Page 1 of 3 123 LastLast
Results 1 to 15 of 39
  1. #1
    Join Date
    Sep 2004
    Posts
    4

    Unanswered: Do I need recursion ?

    Hi there, Any tips on my problem would be most welcome...

    right, the scenario.

    A web Blog

    blogger1 posts a blog_entry, e.g I love the simpsons
    blogger2 comments on that blog_entry, e.g No, I hate the simpsons
    Blogger3 comments on that comment, ie, How can you hate the simpsons.

    so you can comment on a comment on a comment etc.. lool.

    right, i have got two tables... Blog_entry & comment. i need to be able to search for a blog_entry + all the comments on that blog_entry..

    at the moment i can search for the comments on the blog_entry using the FK in the comment table.


    blog_entry
    INSERT INTO Blog_Entry VALUES(0001,'I love the Simpsons');

    comments
    INSERT INTO Comment VALUES(0001,' No I hate the simpsons, cID 1000);

    but i need to be able to search for the comments on comments

    INSERT INTO Comment VALUES(0001,' How can you hate the simpsons, cID1000);

    hopefully you can see the problem here, with only one comments table how can i get the search for the comment on the comment.. there’s nothing linking them...
    I could make a sub comments table, and use a FK (as with the blog_entry & first comment)

    but then I would have to make another sub sub table to be able to get those comments on the first sub table... this would go on and on for each comment on comment.

    you can see the cID1000 (comment PK) I can't use this to get the comment because its duplicating the PK...

    So, I need to be able to search for the comments on comments… eg. I need to be able to search for blogger2, and any comments that were made on his comments.


    Someone I know mention using recursion to get the comment on comment info, is this right ?

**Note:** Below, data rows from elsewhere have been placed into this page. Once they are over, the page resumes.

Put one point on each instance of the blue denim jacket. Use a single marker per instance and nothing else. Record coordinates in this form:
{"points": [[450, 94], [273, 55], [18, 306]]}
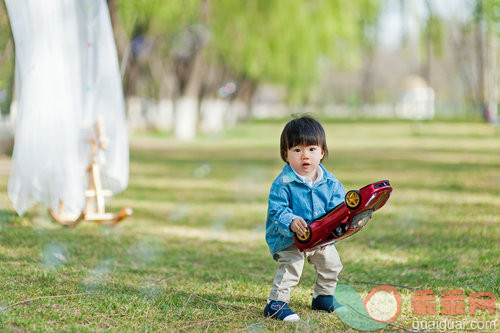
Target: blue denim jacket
{"points": [[290, 197]]}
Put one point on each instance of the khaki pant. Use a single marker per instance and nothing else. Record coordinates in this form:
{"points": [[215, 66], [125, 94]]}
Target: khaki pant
{"points": [[326, 262]]}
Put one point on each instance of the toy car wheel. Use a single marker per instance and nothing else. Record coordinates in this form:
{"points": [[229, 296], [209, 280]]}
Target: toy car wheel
{"points": [[306, 238], [353, 199]]}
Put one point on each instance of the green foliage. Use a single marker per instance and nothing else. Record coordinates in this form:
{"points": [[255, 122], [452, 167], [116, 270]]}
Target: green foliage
{"points": [[193, 256], [261, 40]]}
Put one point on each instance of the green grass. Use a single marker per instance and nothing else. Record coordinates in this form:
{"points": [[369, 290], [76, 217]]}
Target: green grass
{"points": [[193, 256]]}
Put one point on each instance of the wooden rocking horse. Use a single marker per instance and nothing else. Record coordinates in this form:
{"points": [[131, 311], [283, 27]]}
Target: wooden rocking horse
{"points": [[95, 206]]}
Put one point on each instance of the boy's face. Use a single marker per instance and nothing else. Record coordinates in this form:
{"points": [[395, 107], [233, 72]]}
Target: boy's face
{"points": [[305, 159]]}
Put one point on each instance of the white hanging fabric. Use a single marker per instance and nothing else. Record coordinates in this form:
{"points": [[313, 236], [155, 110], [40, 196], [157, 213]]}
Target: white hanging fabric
{"points": [[67, 75]]}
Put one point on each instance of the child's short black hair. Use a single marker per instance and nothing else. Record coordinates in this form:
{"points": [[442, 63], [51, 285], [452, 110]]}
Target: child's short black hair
{"points": [[304, 130]]}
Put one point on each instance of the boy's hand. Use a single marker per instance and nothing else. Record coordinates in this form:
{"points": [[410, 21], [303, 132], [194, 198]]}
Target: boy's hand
{"points": [[299, 226]]}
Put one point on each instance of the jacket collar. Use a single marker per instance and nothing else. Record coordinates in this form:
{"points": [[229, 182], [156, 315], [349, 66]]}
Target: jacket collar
{"points": [[290, 176]]}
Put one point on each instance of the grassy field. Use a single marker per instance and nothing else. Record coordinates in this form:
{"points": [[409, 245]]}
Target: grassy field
{"points": [[193, 256]]}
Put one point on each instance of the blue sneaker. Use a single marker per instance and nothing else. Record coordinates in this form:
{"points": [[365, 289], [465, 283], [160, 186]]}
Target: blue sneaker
{"points": [[281, 311], [325, 303]]}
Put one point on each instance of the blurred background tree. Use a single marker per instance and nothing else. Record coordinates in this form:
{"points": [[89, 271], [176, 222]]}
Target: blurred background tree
{"points": [[315, 52]]}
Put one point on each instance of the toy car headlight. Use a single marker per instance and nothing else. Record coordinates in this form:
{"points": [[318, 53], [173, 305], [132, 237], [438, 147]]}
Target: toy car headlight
{"points": [[360, 220]]}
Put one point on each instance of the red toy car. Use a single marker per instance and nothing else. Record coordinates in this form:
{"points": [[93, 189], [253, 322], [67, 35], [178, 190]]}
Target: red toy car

    Hehe, I hope you understand what im asking here… the is my first exploration of SQL, so any tips, hints, would be most welcome….

    Thanks loads…

    PS: if there anything you don’t understand about what I have written, or what im asking… please say so…

    Spence.

  2. #2
    Join Date
    Apr 2002
    Location
    Toronto, Canada
    Posts
    20,002
    you could actually do it with just one table

    when you add a comment, add also the id of the original entry

    thus when you add a comment on a comment, the original entry id is available, so you can add it to the comment on the comment too

    then to retrieve all comments, and comments on comments, for a specific entry, it's just a simple WHERE originalentry=5

    so recursion is not required
    rudy.ca | @rudydotca
    Buy my SitePoint book: Simply SQL

  3. #3
    Join Date
    Sep 2004
    Posts
    4
    Quote Originally Posted by r937
    you could actually do it with just one table
    when you add a comment, add also the id of the original entry
    thus when you add a comment on a comment, the original entry id is available, so you can add it to the comment on the comment too
    then to retrieve all comments, and comments on comments, for a specific entry, it's just a simple WHERE originalentry=5
    so recursion is not required
    Hi rudy, thank you very much for your input here.

    using one table, I take it you mean just use the Blog_entry tbl, as the attributes in the blog_entry & comment tbls are the same.. the only difference is the actual text...

    but, If i were to add to original entryId in the new comment tuple (But in the same table) it would break the PK constraint, there would be duplicate blog_entryID's.. So i need to keep both the comments and the Blog_entry tables seperate..

    To able to make a comment on a comment, dont i need something to identify each individual comment ? if so, then im back to square one...

    sheesh, this is confusing....
    Last edited by Spencer_k; 01-08-05 at 14:02.

  4. #4
    Join Date
    Apr 2002
    Location
    Toronto, Canada
    Posts
    20,002
    yikes! (can't read it, not sure i need to, though)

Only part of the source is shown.